Menurut Ketut, capaian proyeksi ini memperlihatkan tren positif produksi beras dalam negeri. Ia menyebut, hasil statistik tersebut memperkuat keyakinan pemerintah dalam memenuhi kebutuhan konsumsi masyarakat sepanjang 2025.
Pola Penyimpanan Petani Jadi Faktor Penentu
Meski surplus beras nasional tergolong signifikan, Ketut menyoroti adanya kebiasaan petani di sejumlah daerah yang lebih memilih menyimpan sebagian hasil panen untuk cadangan rumah tangga. Pola tersebut, kata dia, merupakan bentuk kearifan lokal yang masih berlangsung hingga kini.

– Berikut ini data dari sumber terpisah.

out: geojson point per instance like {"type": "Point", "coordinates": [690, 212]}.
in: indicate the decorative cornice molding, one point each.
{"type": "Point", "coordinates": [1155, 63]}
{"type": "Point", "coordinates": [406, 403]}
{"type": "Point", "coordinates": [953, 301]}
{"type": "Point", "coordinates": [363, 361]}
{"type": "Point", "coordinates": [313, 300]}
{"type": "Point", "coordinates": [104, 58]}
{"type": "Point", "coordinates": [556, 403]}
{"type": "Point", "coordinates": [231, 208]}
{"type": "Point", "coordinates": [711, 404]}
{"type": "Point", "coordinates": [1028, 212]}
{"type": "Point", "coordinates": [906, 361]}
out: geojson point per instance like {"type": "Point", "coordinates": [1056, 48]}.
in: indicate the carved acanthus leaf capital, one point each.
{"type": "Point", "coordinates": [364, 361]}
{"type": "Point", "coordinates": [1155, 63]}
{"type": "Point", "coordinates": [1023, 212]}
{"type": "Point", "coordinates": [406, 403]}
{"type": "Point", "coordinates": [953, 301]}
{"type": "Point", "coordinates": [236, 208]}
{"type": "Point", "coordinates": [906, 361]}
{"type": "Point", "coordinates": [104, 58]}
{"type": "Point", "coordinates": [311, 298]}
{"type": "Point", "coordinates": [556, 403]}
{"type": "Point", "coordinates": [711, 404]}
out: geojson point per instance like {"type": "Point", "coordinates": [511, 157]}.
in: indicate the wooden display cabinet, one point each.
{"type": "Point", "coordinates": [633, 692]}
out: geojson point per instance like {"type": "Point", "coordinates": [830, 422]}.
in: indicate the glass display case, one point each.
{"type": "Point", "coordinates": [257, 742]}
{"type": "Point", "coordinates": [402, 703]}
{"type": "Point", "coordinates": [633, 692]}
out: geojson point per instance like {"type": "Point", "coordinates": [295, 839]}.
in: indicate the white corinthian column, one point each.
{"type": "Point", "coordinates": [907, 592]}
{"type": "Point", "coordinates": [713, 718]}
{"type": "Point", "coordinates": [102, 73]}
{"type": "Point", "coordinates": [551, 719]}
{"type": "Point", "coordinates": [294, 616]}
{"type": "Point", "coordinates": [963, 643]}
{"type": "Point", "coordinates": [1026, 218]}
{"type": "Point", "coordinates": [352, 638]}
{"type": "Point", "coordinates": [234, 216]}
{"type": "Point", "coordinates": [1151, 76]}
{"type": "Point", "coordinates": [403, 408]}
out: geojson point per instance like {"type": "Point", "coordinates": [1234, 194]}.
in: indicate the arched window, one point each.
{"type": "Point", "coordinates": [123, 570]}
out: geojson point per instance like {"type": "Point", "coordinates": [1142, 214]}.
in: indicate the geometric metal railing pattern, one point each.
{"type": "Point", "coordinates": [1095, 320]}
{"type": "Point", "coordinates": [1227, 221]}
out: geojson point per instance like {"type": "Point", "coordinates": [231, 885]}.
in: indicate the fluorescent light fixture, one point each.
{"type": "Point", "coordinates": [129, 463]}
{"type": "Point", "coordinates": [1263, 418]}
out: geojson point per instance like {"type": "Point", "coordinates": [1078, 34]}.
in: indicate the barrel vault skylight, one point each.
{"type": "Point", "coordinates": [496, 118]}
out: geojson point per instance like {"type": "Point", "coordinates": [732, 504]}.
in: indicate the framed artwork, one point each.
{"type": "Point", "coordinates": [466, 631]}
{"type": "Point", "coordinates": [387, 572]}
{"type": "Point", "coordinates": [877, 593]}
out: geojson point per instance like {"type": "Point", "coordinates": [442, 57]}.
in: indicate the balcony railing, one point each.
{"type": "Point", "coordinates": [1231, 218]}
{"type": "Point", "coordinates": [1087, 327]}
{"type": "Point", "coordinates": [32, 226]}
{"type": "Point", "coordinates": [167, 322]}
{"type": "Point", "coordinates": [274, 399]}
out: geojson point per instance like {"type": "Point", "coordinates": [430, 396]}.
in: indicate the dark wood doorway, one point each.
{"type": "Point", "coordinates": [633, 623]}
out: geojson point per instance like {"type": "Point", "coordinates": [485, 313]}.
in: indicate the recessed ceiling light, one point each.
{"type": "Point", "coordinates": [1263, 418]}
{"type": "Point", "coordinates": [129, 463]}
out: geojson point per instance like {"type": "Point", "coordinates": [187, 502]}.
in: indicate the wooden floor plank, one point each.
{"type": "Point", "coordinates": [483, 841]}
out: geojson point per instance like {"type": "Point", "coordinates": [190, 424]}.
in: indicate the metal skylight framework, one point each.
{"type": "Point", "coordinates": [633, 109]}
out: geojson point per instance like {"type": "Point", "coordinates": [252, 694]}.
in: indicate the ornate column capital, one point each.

“Dalam survei yang kami lakukan pada 2023 dan 2024, terlihat bahwa rumah tangga produsen maupun konsumen masih menyimpan lebih dari 10 persen stok berasnya. Jadi meski produksi tinggi, tidak seluruhnya langsung masuk pasar,” jelasnya.
Distribusi Stok Beras Nasional
Berdasarkan Survei Stok Beras dan Jagung Akhir Tahun 2023 (SSBJAT23), distribusi beras nasional terbagi dalam beberapa kategori. Data menunjukkan porsi terbesar berada di rumah tangga produsen dan konsumen dengan 66,34 persen, diikuti oleh Perum Bulog 19,60 persen, pedagang 6,74 persen, sektor hotel-restoran-katering (horeka) dan industri 3,72 persen, penggilingan padi 3,53 persen, serta perusahaan pertanian berbadan hukum (UPB) 0,07 persen.
Ketut menekankan pentingnya memperhitungkan pola penyimpanan masyarakat tersebut agar aliran distribusi beras tetap lancar. “Produksi memang tinggi dan stok tersedia, namun sebagian ditahan petani sebagai cadangan. Hal ini tidak bisa dilarang karena merupakan bagian dari budaya setempat,” ujarnya.
Surplus Beras Jadi Modal Strategis
Dengan kondisi proyeksi tersebut, Bapanas menilai surplus beras hingga September 2025 menjadi modal penting untuk menjaga stabilitas pangan nasional. Pemerintah berkomitmen memastikan agar kelebihan produksi tidak hanya berhenti di tingkat petani, tetapi dapat mengalir secara merata ke pasar.
“Surplus yang kita miliki ini relatif sangat baik. Tantangannya bagaimana memastikan distribusi tetap lancar agar masyarakat benar-benar merasakan manfaat ketersediaan pangan,” kata Ketut menegaskan.
Jika tren positif ini berlanjut, pemerintah optimistis target ketersediaan pangan nasional 2025 dapat tercapai tanpa hambatan signifikan.